Él era alcohólico y la pareja perdía el
control cada noche después de cenar, pero al final nadie se alarmaba,
era como una costumbre.
- ¿Por qué la esposa no echó a su marido de casa o
por qué ella no se marchó con los hijos? Se preguntó Felisa
mientras se llenaba otra taza de té.
- Pues porque la esposa no trabajaba y dependía
económicamente del marido, se dijo.
Felisa pensando en lo que sucedía detrás la tapia del jardín, se sintió afortunada, en seguida se le aparecieron
imágenes a saltos de su vida laboral, pero la primera fue la de una tarde en que el
director de una escuela privada, un hombre bajito y muy hablador,
la dejó sola en un aula con sus futuros alumnos. Pensó en que fue un acontecimiento importante para ella, pues a partir de aquel día su sueño de ser maestra se estaba cumpliendo. Se sacó de la
cabeza aquella escena y se preguntó:
- ¿Cómo se pueden evitar gritos y peleas en una pareja?

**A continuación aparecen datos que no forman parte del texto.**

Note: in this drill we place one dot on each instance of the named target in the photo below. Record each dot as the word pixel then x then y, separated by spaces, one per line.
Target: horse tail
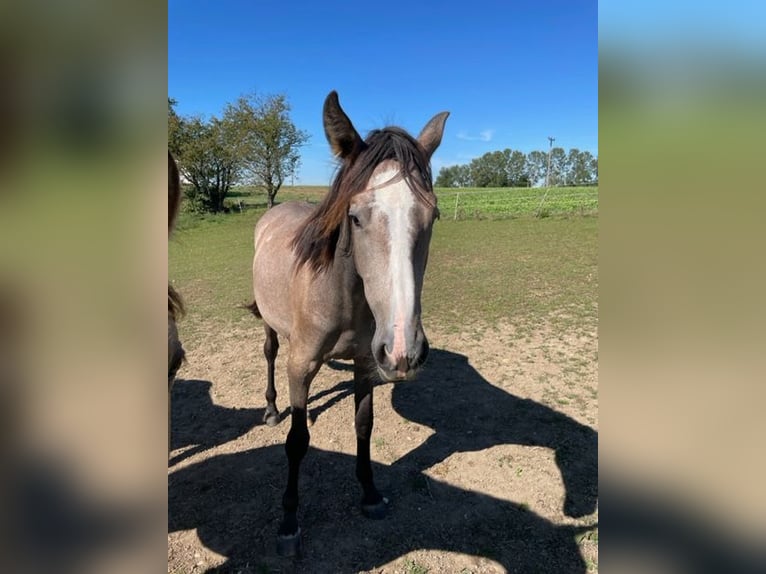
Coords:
pixel 253 308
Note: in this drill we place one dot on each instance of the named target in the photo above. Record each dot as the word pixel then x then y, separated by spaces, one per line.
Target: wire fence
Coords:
pixel 480 203
pixel 462 203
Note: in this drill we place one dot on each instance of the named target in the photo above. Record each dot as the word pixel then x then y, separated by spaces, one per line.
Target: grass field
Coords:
pixel 462 203
pixel 520 269
pixel 480 453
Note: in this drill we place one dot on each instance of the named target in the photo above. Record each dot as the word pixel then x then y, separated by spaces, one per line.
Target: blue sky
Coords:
pixel 511 73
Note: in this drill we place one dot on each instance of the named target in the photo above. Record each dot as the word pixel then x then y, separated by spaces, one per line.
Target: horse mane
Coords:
pixel 315 243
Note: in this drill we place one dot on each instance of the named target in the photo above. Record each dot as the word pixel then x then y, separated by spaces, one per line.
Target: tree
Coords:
pixel 579 165
pixel 267 140
pixel 206 156
pixel 447 176
pixel 558 166
pixel 593 170
pixel 516 167
pixel 537 163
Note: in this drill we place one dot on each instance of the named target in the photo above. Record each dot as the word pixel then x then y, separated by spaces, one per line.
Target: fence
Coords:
pixel 471 203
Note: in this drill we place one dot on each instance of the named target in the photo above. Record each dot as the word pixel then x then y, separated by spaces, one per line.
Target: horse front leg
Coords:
pixel 270 350
pixel 300 376
pixel 373 504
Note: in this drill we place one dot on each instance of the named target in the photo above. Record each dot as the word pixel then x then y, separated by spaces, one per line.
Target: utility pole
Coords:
pixel 548 173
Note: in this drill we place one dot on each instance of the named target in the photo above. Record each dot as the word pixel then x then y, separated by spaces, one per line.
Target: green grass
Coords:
pixel 524 270
pixel 493 203
pixel 464 203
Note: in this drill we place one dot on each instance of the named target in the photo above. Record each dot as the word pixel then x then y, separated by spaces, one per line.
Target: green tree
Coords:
pixel 268 141
pixel 206 156
pixel 579 164
pixel 558 166
pixel 537 163
pixel 489 170
pixel 207 160
pixel 447 176
pixel 516 167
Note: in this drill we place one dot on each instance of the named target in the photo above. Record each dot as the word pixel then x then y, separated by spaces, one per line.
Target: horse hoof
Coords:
pixel 290 545
pixel 271 419
pixel 376 511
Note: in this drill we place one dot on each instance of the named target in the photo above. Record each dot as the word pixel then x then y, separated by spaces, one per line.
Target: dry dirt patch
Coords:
pixel 489 458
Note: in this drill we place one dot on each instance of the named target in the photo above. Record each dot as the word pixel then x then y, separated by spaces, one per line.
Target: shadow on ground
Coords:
pixel 233 501
pixel 200 424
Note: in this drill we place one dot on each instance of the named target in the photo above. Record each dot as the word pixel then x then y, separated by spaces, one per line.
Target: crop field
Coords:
pixel 489 456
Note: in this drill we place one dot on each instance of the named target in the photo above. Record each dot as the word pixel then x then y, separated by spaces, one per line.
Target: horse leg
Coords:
pixel 373 504
pixel 270 349
pixel 300 375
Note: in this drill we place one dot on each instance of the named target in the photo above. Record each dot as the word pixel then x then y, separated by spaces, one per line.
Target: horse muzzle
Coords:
pixel 394 364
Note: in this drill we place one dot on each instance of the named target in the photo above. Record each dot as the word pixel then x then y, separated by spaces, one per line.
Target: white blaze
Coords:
pixel 396 201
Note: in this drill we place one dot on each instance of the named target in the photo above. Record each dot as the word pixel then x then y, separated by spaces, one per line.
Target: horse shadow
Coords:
pixel 468 413
pixel 199 423
pixel 233 502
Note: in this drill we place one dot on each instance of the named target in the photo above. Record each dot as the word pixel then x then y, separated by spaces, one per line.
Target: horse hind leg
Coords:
pixel 270 350
pixel 300 375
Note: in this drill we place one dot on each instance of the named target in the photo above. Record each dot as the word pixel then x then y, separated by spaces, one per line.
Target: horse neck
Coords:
pixel 349 280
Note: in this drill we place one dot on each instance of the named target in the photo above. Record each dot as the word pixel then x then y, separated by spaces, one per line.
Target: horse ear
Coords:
pixel 343 137
pixel 431 136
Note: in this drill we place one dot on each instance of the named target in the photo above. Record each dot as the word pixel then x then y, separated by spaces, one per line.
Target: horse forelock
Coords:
pixel 315 243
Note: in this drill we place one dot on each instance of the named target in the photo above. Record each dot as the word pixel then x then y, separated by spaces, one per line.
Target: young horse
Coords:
pixel 343 280
pixel 175 305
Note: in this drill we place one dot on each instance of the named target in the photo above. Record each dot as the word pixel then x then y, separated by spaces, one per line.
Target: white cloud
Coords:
pixel 484 136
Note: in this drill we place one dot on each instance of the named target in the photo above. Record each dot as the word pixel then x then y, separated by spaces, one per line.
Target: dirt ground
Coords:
pixel 489 459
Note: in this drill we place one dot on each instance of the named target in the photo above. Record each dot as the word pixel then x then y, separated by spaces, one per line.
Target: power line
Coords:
pixel 551 139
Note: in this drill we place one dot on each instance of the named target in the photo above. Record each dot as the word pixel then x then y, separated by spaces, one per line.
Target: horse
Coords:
pixel 175 304
pixel 342 280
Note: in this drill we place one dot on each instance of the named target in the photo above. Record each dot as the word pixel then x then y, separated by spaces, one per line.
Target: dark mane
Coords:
pixel 316 242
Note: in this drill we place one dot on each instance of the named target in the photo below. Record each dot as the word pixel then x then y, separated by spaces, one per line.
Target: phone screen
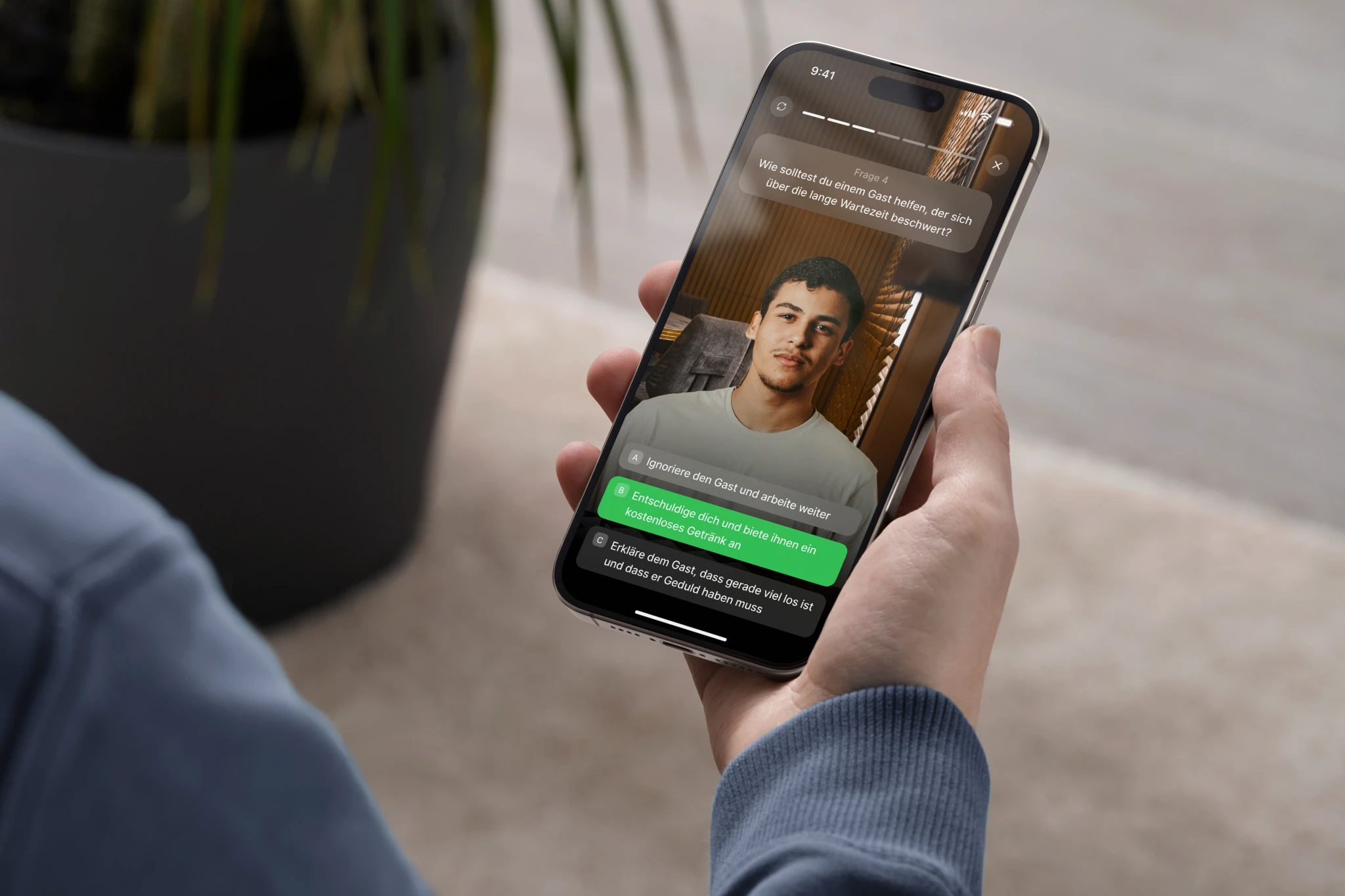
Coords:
pixel 844 245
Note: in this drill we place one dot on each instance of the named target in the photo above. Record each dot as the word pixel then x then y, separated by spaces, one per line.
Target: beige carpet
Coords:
pixel 1165 711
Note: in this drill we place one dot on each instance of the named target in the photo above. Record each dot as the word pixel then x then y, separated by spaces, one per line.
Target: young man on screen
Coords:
pixel 767 427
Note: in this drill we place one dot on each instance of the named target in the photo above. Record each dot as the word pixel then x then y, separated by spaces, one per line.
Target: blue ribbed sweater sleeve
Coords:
pixel 150 742
pixel 880 792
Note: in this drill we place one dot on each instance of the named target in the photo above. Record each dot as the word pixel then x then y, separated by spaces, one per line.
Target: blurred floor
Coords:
pixel 1174 293
pixel 1162 714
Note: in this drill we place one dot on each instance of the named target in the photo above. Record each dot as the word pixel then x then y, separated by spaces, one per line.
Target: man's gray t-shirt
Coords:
pixel 814 457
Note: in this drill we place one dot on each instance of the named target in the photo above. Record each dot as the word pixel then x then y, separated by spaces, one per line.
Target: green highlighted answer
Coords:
pixel 735 535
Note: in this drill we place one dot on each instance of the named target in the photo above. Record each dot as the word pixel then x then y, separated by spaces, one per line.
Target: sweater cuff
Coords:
pixel 894 771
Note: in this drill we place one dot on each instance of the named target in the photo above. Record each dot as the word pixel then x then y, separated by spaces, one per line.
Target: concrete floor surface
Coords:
pixel 1162 714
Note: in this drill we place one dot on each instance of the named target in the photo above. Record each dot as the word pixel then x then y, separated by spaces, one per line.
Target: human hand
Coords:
pixel 923 603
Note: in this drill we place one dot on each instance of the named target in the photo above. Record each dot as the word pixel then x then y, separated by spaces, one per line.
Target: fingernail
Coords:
pixel 986 340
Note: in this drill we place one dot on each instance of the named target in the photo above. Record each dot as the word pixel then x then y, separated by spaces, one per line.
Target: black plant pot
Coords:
pixel 292 441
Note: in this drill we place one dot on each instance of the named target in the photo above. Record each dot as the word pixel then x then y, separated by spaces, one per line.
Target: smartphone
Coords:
pixel 783 396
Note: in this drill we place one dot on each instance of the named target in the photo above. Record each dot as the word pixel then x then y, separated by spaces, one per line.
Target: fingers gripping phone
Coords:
pixel 783 396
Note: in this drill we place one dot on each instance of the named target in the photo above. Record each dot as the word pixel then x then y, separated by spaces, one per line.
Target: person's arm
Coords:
pixel 156 747
pixel 864 774
pixel 881 790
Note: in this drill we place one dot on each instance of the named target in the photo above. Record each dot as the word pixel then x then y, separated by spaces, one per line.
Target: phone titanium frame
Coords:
pixel 912 450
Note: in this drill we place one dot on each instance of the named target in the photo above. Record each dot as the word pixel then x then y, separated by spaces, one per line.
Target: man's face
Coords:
pixel 799 337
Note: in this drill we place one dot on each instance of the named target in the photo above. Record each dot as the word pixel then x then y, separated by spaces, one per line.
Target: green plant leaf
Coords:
pixel 222 160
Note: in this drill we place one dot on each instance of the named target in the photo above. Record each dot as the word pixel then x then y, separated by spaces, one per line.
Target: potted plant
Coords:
pixel 233 244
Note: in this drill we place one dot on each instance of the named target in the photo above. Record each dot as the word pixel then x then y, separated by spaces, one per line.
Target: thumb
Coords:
pixel 971 448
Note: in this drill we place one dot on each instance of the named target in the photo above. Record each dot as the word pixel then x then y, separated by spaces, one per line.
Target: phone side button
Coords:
pixel 981 301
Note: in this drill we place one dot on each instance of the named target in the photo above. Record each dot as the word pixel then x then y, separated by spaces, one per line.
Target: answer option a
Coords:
pixel 864 192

- No lo sé, sin embargo estoy segura de que si ambos salen de casa para ir al trabajo puede que todo marche mejor, se dijo.
Luego empezó a apuntar los recuerdos de sus empleos como le iban saliendo y después los fue recreando siguiendo un orden cronológico, escribiendo lo que sigue:
- ¿Cómo se pueden evitar gritos y peleas en una pareja?
- No lo sé, sin embargo estoy segura de que si ambos salen de casa para ir al trabajo puede que todo marche mejor, se dijo.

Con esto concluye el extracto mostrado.